Skip to content
Thibaut Barrère edited this page May 13, 2020 · 12 revisions

Kiba Pro ParallelTransform provides an easy way to process a group of rows at the same time using a pool of threads. In its current state, it is intended to accelerate ETL transforms doing IO operations such as HTTP requests, by going multithreaded instead of single threaded.

Currently tested against: MRI Ruby 2.4-2.7. Not tested strictly speaking against JRuby and TruffleRuby, yet, but will likely work equally (if it does not, get in touch!).

Requirements:

  • Add concurrent-ruby to your Gemfile (future implementations may or may not use concurrent-ruby).
  • Kiba's StreamingRunner (the default in v3) must be enabled.

Typical use

require 'kiba-pro/transforms/parallel_transform'

job = Kiba.parse do
  extend Kiba::Pro::Transforms::ParallelTransform::DSLExtension

  # SNIP

  parallel_transform(max_threads: 10) do |r|
    # this code will run in its own thread
    extra_data = get_extra_json_hash_from_http!(r.fetch(:extra_data_url))
    r.merge(extra_data: extra_data)
  end
  
  # SNIP
end

The parallel_transform call is actually a shortcut for:

transform Kiba::Pro::Transforms::ParallelTransform,
  max_threads: 10,
  on_row: -> (r) { ... transform code ... }

The number of threads (defaulting to 10) can be adjusted with the max_threads: xx option.

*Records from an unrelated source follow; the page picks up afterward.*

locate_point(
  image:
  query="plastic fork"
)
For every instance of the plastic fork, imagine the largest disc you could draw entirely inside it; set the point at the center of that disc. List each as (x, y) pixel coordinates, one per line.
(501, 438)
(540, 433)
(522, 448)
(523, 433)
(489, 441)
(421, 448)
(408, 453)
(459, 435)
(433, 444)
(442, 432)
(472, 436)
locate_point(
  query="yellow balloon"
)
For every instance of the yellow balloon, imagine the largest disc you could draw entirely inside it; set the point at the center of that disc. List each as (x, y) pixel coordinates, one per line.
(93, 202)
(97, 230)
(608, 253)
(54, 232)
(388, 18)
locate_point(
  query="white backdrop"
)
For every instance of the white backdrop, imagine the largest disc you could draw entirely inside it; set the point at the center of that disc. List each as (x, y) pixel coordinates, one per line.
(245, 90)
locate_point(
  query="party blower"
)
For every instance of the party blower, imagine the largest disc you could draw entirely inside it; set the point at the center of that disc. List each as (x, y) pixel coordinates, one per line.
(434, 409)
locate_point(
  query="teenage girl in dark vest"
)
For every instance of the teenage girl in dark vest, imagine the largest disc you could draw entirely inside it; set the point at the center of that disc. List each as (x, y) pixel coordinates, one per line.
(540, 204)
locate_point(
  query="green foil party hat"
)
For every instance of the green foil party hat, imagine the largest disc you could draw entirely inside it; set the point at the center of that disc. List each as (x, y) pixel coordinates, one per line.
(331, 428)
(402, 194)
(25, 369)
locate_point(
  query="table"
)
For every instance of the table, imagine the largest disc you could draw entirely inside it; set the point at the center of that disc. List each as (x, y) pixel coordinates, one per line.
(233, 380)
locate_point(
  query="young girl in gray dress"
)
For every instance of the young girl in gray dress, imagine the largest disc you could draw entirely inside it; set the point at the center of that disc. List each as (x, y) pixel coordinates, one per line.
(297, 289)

How many threads should I use?

It is recommended to play with different values on your specific workloads and setups, before deciding what to use. The optimal value will vary largely!

For jobs which are running alone, as their own process (e.g. Rake tasks, cron jobs), you can push the envelope a bit further.

For jobs which are part of existing systems (e.g. a Sidekiq background job), you have to keep in mind that each ETL job will use N threads, and that other ETL jobs + regular Sidekiq jobs may run at the same time (see this thread for interesting notes).

In addition to that, your optimal setting will vary depending on which version of Ruby you are using (MRI Ruby, JRuby, TruffleRuby).

As always: measure, measure, measure!

Technical notes

Processing

In its current form, the transform will buffer N rows (up to max_threads) then will trigger the processing using N threads. The current implementation relies on the default global thread pool created automatically by concurrent-ruby. Future versions of this component may let you override that to use a custom thread pool instead.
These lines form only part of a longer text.